One day he’ll go. She won’t tell him the story of her own father, or the one time I met him — by accident, in a shop in Southampton — because for her it wouldn’t be proper to discuss such unfortunate things. Which makes me think that I should tell him.
My mother never mentioned my grandfather because he’d divorced my grandmother, which was unheard-of then, and taken his sons with him. He’d gotten rich several times and always wound up broke, though how I’m not sure. The day I met him would have been sometime in 1946 or ’47. My mother and I were in a queue at the bakery, waiting for bread rations. She gripped my arm and I looked up to see her staring in guarded terror at a man with a gray-brown mustache, dressed in an expensively tailored suit and bowler hat, who had stopped beside her.
“Hello, Bridget,” he said. “You look well. And who is this?”
For a moment, she said nothing. I thought the man had offended her by being familiar. But then, in an oddly low tone, very unlike her usual voice, she said, “This is John. John, shake your grandfather’s hand.”
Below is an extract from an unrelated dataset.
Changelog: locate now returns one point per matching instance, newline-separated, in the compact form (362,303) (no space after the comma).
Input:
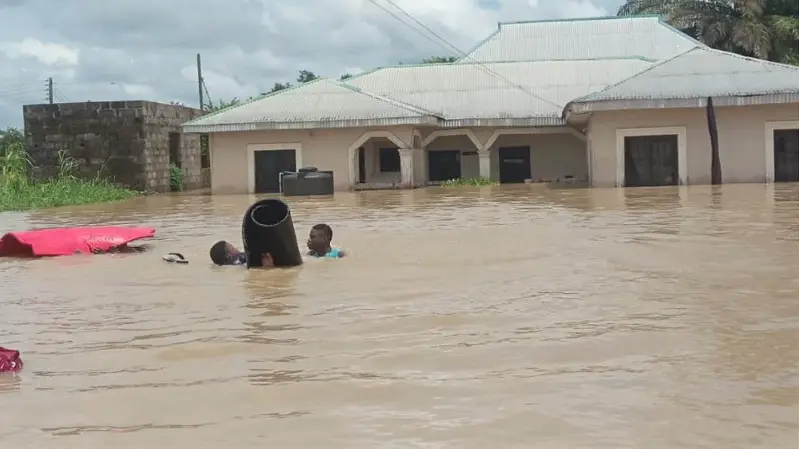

It was the first time she’d seen him in twenty years. He waited with us in the line and then came back to the house for tea. He told us he was living in London, and that he had come down to Southampton for the day on business. I remember how he sat with his legs crossed in the wingback chair by the fireplace, with his gold cuff links and polished brogues, his body very much at ease, as if he’d run into an old friend and was visiting a house he knew well. Each time he took a biscuit from the plate he gave me a little smiling nod. After half an hour of pleasantries and intermittent silence he checked his watch and said he had a train to catch. On the doorstep, he kissed my mother on the cheek and tipped his hat to me. “Very glad to meet you, John,” he said, and then he was gone.
Given that he was a stranger, his sudden brief appearance didn’t much matter to me. But the sight of my mother perched on the edge of the sofa as the two of them spoke — her jaw tightened, her eyes wide and unblinking, her body rigid as a post — quickly and quietly destroyed the illusion of her perpetual sameness, of her having always been my mother and nothing else. She suffered for alien reasons, caught up in times I could never reach. I’d understood that people put on various manners: the soldier’s perpetual joking; my teachers’ punitive zeal; even my father’s brusqueness, which suggested everything was an interruption, could seem an act. But my mother had always been actual life, not prejudice or adaptation. She was the way of knowing anything to begin with. Until that afternoon. Air raids hadn’t frightened her. She would shoo my brother and me into the reinforced room, get the little bag of food from the cupboard, and tell us to sit under the dining room table while she and my father sat in chairs nearby, only occasionally whispering to each other. Her voice didn’t change then. It simply became more efficient. But here was an elderly gentleman having tea on a Saturday morning in our sitting room who could make her very speech and body foreign to me.